Enhancing Indigenous Language Infrastructure
University Of Chicago, Chicago IL
Investigators
Abstract
Developing and maintaining infrastructure is important for enabling future research on disappearing languages. This award supports the modernization and enhancement of language infrastructure in one of the oldest and most important repositories of materials held in the country: the indigenous language collections held at the University of Chicago. The collections, some extending back a century, are currently dispersed across different units in the university, have been catalogued differently, and are difficult to access. To unlock the full scientific and social value of these collections, they need to be physically consolidated, uniformly catalogued, and readily accessible both to researchers and the public. The proposed enhancements will facilitate scientific and historical research on languages, support heritage-language maintenance and education efforts, and contribute to general public understanding of human cultural and linguistic diversity. The University of Chicago’s indigenous language collections include audio recordings in the Digital Media Archives, language texts in the Archive of Indigenous Literatures, unpublished linguistic and ethnographic manuscripts in the Manuscripts on Cultural Anthropology, and indigenous language instructional materials. These collections will be consolidated in the main library of the university, where the staff have significant experience in long-term digital preservation.
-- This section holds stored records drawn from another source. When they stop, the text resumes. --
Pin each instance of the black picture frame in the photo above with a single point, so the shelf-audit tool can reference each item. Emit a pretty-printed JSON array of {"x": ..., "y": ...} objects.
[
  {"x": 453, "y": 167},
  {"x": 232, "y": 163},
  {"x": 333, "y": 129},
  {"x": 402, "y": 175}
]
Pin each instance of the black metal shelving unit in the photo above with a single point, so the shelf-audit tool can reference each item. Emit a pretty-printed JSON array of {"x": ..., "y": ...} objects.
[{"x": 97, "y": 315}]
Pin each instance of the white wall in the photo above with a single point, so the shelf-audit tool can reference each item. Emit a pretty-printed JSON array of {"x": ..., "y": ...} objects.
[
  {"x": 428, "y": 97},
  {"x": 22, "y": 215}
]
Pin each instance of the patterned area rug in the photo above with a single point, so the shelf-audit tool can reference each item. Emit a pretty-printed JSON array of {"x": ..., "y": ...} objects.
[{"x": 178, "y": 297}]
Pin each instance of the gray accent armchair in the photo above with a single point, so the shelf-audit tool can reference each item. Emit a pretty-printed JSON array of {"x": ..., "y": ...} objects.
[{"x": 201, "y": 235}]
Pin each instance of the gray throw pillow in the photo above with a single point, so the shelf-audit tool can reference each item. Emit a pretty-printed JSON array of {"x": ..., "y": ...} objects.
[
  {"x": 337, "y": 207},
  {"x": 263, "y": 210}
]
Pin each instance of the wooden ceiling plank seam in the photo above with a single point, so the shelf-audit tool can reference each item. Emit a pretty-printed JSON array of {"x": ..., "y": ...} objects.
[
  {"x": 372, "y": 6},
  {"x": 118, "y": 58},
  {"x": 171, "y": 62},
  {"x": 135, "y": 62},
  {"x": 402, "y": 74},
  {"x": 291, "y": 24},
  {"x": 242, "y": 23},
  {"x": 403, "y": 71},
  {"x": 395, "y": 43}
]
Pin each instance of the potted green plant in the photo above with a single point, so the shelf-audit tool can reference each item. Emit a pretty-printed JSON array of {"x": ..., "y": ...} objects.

This project integrates, standardizes, and enhances the heterogeneous metadata used in the collections. Basic library cataloguing standards will be uniformly employed and enhanced metadata on language, location, and content type will be provided. Links will connect related items across collections and one unified web portal for the consolidated collections will be developed. The portal will include efficient browsing and finding tools and provides guidance on how to navigate the site both for academic researchers and heritage speaker communities. For materials not in the public domain, the site will explain the procedures for obtaining access. This award reflects NSF's statutory mission and has been deemed worthy of support through evaluation using the Foundation's intellectual merit and broader impacts review criteria.